John Griffin

Abstract: The Interpreter, an article which appeared in the New Yorker several months back, is an article about an Amazonian culutrual/linguistic group called the Piraha. Linguist Dan Everett has studied these people for over two decades, and within the article, presents his findings about the Piraha. However, Everett’s work is not sound scientific work and has many gaps and holes which, when examined closely, cause his theory to deflate quickly.

“The Interpreter”, an article by John Colapinto about the Piraha language and its eponymous people, who have been studied by the linguist Dan Everett for the past two decades, is an intriguing piece of journalism—however, the science upon which it is based is flawed. The claims Everett makes about the language are not without holes and errors, and the scientists who agree with Everett fail to patch these gaps.

The article leaves open many doubts about Everett’s main claim about the Piraha language: that it purportedly lacks a feature called recursion, common to almost all languages of the world. The argument behind this claim, made by Dan Everett, is that the Piraha are unable to take a simple sentence (“I saw the dog”) and insert discrete elements into it (“I saw the dog at the beach get bitten by a snake”). Instead, Everett argues that the Piraha must take phrases and sentences like this (especially more complex phrases with discrete clauses and indirect objects) and break them into smaller, simpler phrases so that each clause is an independent statement. Thus, the sentence “I saw the dog that was down by the river get bitten by a snake” would have to be rendered in Piraha as a triptych of sentences: “I saw the dog. The dog was at the beach. A snake bit the dog.”

The problem inherent to the above rendering is that the word and sentence markers that appear in English are fairly arbitrary without a native speaker marking what are words and what are sentences. We can’t know for sure that the set of three sentences (as they’re rendered in English) aren’t actually one sentence. This would make Piraha much less unique than proposed by Everett & co., and it leaves open the possibility of inserting more discrete thoughts in the following manner (here rendered in Everett’s view of an English sentence translated into Piraha): “I saw the dog. The dog was at the beach. The beach was rocky. A snake bit the dog.” While this example sounds clunky and awkward when translated like this, it may be a perfectly well-formed single sentence in Piraha, with “the beach was rocky” referring directly to the beach mentioned in the previous “sentence”, and thus being a discrete clause of “the beach.” This example may not fit into the way a “sentence” is presented within the realm of the discourse about the Piraha language, but it’s an entirely plausible situation, making Piraha remarkable not for its lack of recursion, but for a slightly strange and interesting sentence structure.

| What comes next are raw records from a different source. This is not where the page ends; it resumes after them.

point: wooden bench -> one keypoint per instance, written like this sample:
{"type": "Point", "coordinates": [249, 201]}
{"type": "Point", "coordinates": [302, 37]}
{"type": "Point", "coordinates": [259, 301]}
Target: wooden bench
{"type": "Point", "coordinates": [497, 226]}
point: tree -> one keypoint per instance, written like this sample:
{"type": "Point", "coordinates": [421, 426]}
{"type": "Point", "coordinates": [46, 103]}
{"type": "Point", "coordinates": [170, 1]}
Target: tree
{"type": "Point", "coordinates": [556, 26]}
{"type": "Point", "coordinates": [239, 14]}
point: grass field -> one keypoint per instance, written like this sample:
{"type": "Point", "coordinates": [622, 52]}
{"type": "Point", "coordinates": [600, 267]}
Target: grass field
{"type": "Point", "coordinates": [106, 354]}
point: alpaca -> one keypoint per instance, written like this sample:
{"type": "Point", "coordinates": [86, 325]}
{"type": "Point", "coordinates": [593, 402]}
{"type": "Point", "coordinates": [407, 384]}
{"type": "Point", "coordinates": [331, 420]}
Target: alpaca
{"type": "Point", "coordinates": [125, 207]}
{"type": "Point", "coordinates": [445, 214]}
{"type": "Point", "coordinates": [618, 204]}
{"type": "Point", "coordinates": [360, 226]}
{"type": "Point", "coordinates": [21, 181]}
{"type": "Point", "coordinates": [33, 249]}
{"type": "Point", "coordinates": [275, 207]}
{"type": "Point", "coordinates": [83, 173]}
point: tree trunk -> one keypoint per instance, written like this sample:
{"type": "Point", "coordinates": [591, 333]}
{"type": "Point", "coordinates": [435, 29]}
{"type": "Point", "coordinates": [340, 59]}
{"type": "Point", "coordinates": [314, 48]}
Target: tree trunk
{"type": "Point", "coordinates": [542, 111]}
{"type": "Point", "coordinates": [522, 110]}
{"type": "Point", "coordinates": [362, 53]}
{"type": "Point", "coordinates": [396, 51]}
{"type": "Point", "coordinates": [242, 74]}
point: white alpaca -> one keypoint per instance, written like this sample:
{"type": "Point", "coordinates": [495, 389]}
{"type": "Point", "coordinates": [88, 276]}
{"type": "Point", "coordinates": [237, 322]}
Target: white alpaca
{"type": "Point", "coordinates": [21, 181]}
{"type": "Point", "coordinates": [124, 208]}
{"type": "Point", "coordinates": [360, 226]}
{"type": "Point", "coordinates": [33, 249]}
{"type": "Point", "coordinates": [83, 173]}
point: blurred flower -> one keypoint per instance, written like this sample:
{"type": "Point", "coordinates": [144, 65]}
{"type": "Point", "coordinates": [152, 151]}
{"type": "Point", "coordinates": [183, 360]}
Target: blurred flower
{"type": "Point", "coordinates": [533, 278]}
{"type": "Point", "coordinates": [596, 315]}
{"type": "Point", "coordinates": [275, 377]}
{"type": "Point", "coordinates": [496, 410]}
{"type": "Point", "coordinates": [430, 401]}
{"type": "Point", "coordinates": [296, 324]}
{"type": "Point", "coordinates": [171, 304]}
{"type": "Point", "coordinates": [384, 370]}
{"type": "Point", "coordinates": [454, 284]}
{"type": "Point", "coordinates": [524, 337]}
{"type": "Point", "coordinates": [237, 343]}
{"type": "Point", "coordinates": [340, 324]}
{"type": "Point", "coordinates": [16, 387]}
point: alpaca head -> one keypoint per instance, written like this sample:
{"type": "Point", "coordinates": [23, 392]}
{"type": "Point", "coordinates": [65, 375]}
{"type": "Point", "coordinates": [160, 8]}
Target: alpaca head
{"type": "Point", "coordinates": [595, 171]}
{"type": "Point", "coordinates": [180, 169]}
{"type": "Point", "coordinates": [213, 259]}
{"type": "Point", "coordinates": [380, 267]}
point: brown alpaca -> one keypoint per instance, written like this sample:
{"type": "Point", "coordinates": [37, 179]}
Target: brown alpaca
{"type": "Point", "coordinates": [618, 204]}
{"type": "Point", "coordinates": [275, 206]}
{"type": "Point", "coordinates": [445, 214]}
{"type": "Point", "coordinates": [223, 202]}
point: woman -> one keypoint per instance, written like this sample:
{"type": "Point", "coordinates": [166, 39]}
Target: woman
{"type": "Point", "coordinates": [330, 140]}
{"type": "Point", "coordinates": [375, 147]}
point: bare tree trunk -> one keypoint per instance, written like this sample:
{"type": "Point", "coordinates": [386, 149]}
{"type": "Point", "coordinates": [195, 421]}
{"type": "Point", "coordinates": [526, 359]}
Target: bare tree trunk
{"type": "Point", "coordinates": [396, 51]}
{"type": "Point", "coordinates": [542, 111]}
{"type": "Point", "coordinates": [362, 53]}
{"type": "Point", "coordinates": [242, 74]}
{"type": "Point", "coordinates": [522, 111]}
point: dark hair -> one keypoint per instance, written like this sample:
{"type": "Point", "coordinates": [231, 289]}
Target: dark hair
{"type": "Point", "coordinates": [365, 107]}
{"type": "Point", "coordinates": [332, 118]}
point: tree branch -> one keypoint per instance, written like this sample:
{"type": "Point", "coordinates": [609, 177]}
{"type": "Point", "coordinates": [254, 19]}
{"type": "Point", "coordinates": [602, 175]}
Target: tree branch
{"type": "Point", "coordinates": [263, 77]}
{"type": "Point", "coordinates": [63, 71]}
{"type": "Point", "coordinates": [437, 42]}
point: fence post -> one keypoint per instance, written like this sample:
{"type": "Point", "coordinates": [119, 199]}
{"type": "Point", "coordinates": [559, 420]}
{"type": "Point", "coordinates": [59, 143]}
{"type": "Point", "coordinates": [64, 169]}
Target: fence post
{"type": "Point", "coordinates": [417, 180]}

Beyond the scientific claims of the article, it relies on some fairly dubious sources for its anecdotal evidence. A prime example of this is a passage referring to a series of experiments conducted by the behaviorist Peter Gordon. Gordon, upon determining that the Piraha truly lack words for counting numbers and amounts beyond two (three and above are simply referred to as “many”), has this to say about the Piraha (and the inhabitants of Appalachia): “Besides … if there was some kind of Appalachian inbreeding or retardation going on, you’d see it in hairlines, facial features, motor ability.” The fact that a researcher in (purportedly) good standing within the academic community would go so far as to suggest that mass retardation is a possible cause of a language behaving in a unique way sets a frightening precedent – the Chinese don’t order their sentences in the same way English does. Could they be retarded? While we know this isn’t true, using untrue cultural references to describe a possible explanation for a strange language is not very scientific. Additionally, the fact that he would base this sort of ridiculous claim off of a stereotype which was promulgated by a work of fiction (“Deliverance”) is fairly insensitive and derogatory.

All in all, “The Interpreter” is a well-written article which presents some interesting claims about a very strange looking language, but because it is based off such poor science, is little more than a feature piece on an Amazonian cultural group.